In definitiva, lo sport diviene un fenomeno attraverso il quale leggere le trasformazioni del nostro passato. E del nostro presente. A patto che, per richiamare il titolo di una delle opere fondamentali sull’argomento, si concepisca la ricostruzione dell’ homo ludens non meno importante di quella dell’homo faber [18].
Note:
[1] S. Jacomuzzi, Incontri e scontri, in Sapere di sport, a cura di S. Jacomuzi, Milano, Guanda, 1983, p. 156
[2] G. Gozzini, Hanno sparato a Togliatti, Milano, Il Saggiatore, 1998.
[3] P. Thompson, The voice of the past. Oral history, Oxford University Press, 2000.
[4] D. Marchesini, Eroi dello sport. Storie di atleti, vittorie, sconfitte, Il Mulino, 2016.
[5] S. Pivato, Favole e politica. Pinocchio e Cappuccetto rosso durante la guerra fredda, Bologna, Il Mulino, 2015.
[6] R. Barthes, Le Tour de France comme epopée in Mythologies, Paris, Seuil,1957. Vari i contributi che in tempi recenti si sono soffermati sul mito del Tour de France. Fra questi: P. Gaboriau, Les épopées modernes, le Tour de France et le Paris-Dakar, in «Esprit», aprile, 1987; G. Vigarello, Le Tour de France: une passion nationale, in «Sport-Histoire», 1989, n. 4; F. Conord, Le tour de France à l’heure nationale, 1930-1968, Paris, Puf, 2014.
[7] P. P. Pasolini, Scritti corsari, Milano, Garzanti, 1975, p. 96.
[8] C. J. Cela, Undici racconti sul calcio, Milano, Passigli, 1990, p. 18.
[9] G. Bonetta, Corpo e nazione. L’educazione ginnastica, igienica e sessuale nell’Italia liberale, Milano, Franco Angeli, 1990.
[10] J. Hoberman, Politica e sport. Il corpo nelle ideologie politiche del ‘900, Bologna, Il Mulino, 1988
[11] J. A. Hobson, L’imperialismo, Torino, Isedi, 1974.
[12] Citato in J. Hoberman, Politica e sport, cit., p. 133.

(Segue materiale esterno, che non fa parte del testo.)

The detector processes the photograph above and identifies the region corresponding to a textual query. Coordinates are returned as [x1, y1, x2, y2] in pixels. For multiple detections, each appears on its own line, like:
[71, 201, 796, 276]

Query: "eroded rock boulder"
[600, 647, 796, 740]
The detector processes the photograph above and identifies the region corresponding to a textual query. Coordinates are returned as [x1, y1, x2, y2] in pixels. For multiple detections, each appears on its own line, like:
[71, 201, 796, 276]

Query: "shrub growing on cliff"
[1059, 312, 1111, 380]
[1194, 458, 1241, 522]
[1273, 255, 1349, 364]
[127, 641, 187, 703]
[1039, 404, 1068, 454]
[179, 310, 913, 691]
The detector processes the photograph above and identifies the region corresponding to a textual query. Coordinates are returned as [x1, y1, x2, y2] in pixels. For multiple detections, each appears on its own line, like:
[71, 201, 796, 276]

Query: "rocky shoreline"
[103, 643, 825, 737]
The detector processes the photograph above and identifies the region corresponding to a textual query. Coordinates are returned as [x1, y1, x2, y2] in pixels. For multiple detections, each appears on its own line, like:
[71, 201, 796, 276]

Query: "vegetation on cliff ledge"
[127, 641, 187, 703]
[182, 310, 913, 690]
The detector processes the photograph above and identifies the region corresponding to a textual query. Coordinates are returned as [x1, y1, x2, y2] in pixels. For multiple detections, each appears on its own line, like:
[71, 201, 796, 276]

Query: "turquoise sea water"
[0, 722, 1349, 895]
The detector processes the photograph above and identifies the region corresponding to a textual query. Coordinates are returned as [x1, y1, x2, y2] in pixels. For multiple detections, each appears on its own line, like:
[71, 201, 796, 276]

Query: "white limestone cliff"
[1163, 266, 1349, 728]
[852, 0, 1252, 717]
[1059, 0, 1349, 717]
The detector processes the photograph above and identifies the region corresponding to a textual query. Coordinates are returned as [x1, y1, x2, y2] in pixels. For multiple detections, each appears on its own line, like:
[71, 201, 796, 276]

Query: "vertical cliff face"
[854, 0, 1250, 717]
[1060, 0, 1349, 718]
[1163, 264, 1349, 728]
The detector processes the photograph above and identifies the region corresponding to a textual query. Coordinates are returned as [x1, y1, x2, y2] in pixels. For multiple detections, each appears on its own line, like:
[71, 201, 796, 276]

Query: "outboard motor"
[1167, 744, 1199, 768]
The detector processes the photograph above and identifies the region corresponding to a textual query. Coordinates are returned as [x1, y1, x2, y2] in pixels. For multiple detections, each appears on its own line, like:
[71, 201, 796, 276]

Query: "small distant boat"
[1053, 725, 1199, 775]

[13] Alfonsina e la bici, 2011.
[14] G. Maierhof – K. Schroeder, Ma dove vai bellezza in bicicletta?, Milano, La Tartaruga edizioni, 1993.
[15] Per queste posizioni cfr. E. Weber, La France fin de siècle, Bologna, il Mulino, 1990 , pp. 238-239.
[16] G. Brera, L’avocatt in bicicletta, Milano, La Gazzetta dello sport, 1952, p. 170.
[17] G. L. Mosse, La nazionalizzazione delle masse. Simbolismo politico e movimenti di massa in Germania (1853-1933), Bologna, Il Mulino, 1975.
[18] J. Huizinga, Homo ludens, Torino, Einaudi, 1979.